Your doctor has exams and tests to determine if you have SI joint dysfunction associated with EDS, but it can be challenging because the primary symptom of SI joint dysfunction—low back pain—is so common with other spinal disorders.

Nevertheless, your doctor may use several tests to identify whether the source of your pain originates in your SI joints, including diagnostic injections and physical tests. You can read about the range of diagnostic tools your doctor uses to diagnose SI joint pain in Exams and Tests for Sacroiliac Joint Dysfunction.

Ehlers-Danlos Syndrome Treatments: Conservative Therapies and SI Joint Surgery
EDS has no cure, so no treatment can completely rid you of the disorder. However, if you have SI joint dysfunction associated with your EDS, you have several treatment options that can help stabilize the SI joints and minimize symptoms.

In most cases, the following non-surgical therapies for SI joint dysfunction can provide sustained relief.

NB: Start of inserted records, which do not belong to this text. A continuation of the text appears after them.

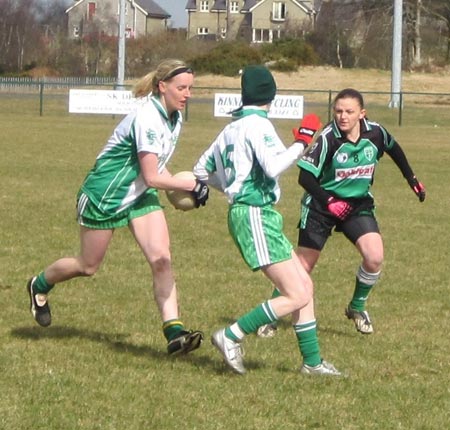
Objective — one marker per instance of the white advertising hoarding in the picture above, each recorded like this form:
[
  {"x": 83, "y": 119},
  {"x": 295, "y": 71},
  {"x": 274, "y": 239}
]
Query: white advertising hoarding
[
  {"x": 101, "y": 101},
  {"x": 283, "y": 106}
]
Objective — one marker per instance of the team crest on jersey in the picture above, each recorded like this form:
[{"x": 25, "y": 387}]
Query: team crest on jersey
[
  {"x": 151, "y": 136},
  {"x": 268, "y": 140},
  {"x": 369, "y": 154},
  {"x": 342, "y": 157}
]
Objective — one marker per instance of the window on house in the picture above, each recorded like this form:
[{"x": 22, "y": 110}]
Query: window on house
[
  {"x": 126, "y": 8},
  {"x": 91, "y": 10},
  {"x": 234, "y": 7},
  {"x": 129, "y": 34},
  {"x": 261, "y": 35},
  {"x": 279, "y": 11}
]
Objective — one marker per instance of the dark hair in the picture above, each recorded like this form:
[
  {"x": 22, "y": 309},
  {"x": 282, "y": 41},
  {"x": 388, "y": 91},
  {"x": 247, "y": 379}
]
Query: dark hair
[{"x": 350, "y": 93}]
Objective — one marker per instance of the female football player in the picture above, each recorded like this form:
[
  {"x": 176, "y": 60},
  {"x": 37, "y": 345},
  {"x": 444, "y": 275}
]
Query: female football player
[{"x": 122, "y": 190}]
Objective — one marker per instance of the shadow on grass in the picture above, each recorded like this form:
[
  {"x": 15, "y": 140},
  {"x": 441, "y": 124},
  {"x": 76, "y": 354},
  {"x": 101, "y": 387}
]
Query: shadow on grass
[{"x": 117, "y": 342}]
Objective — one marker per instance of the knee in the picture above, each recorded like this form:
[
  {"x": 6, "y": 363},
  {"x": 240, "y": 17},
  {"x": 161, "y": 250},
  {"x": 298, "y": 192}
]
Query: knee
[
  {"x": 373, "y": 263},
  {"x": 89, "y": 270},
  {"x": 304, "y": 294},
  {"x": 161, "y": 264}
]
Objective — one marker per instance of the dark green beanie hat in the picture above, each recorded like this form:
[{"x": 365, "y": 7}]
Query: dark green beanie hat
[{"x": 257, "y": 86}]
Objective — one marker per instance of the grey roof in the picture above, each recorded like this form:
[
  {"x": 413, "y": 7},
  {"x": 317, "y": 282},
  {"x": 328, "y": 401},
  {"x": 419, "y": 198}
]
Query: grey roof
[
  {"x": 153, "y": 9},
  {"x": 190, "y": 5},
  {"x": 219, "y": 5}
]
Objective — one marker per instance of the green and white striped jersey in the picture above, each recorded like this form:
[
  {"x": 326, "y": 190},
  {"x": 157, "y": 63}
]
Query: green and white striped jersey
[
  {"x": 246, "y": 158},
  {"x": 115, "y": 181}
]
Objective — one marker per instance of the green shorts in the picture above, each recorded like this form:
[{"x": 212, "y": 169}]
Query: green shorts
[
  {"x": 258, "y": 233},
  {"x": 88, "y": 214}
]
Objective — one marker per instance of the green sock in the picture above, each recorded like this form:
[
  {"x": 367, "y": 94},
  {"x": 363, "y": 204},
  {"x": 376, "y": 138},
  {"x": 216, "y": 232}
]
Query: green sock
[
  {"x": 364, "y": 283},
  {"x": 275, "y": 293},
  {"x": 172, "y": 328},
  {"x": 250, "y": 322},
  {"x": 308, "y": 342},
  {"x": 41, "y": 285}
]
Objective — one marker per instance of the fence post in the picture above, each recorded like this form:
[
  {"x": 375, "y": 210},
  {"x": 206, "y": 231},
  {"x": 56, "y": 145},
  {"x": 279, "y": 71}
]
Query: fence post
[
  {"x": 41, "y": 97},
  {"x": 329, "y": 105}
]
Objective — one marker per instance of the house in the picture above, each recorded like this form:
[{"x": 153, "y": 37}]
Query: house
[
  {"x": 256, "y": 21},
  {"x": 142, "y": 17}
]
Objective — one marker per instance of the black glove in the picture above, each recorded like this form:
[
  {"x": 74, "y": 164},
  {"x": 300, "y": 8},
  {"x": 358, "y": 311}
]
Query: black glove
[
  {"x": 417, "y": 187},
  {"x": 200, "y": 193}
]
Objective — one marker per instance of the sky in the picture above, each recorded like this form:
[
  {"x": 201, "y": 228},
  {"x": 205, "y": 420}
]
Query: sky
[{"x": 177, "y": 8}]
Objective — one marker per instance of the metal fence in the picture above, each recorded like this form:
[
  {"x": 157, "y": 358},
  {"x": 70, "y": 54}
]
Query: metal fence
[{"x": 51, "y": 95}]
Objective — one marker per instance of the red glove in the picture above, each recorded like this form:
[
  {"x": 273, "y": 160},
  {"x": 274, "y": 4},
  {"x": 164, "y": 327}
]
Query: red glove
[
  {"x": 417, "y": 187},
  {"x": 308, "y": 128},
  {"x": 339, "y": 208}
]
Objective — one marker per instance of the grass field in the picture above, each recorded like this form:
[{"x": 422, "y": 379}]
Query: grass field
[{"x": 103, "y": 363}]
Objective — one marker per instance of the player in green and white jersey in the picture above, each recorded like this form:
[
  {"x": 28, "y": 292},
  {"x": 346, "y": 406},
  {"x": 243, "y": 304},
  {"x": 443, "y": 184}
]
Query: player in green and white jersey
[
  {"x": 337, "y": 174},
  {"x": 244, "y": 162},
  {"x": 122, "y": 190}
]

  • Bracing with a trochanteric belt: People with SI joint dysfunction and EDS may find relief wearing a brace called a trochanteric belt. This supportive device eases pain and reduces inflammation by stabilizing the pelvis and preventing excessive SI joint movement.
  • Physical therapy and gentle exercise: A physical therapist can teach you exercises designed to strengthen and improve flexibility in your SI joints. Low-impact exercises, like aquatics or hydrotherapy, can also help ward off pain and improve total spine health.
  • Medications and therapeutic injections: Your doctor may prescribe an anti-inflammatory drug or other medication to reduce pain in your SI joints. Additionally, you may be a candidate for an SI joint injection. You may have received an injection during the diagnostic process, but injections can also provide pain relief. These injections may also be administered prior to SI joint surgery.

If your conservative therapy plan hasn’t provided relief, your doctor may discuss the option of SI joint fusion surgery. The procedure involves fusing one or both SI joints to prevent the joints from moving. The overall goal is to permanently stabilize the joints and relieve pain. You can learn more about this type of spine surgery in Surgery for Sacroiliac Joint Dysfunction.

Living with SI Joint Dysfunction and Ehlers-Danlos Syndrome

There is no cure for Ehlers-Danlos syndrome, but that doesn’t mean that you can’t enjoy a full and happy life. If you have sacroiliac joint dysfunction associated with your EDS, talk to your medical team about pain prevention strategies and therapies that may help stabilize your joints, reduce pain, and restore your quality of life.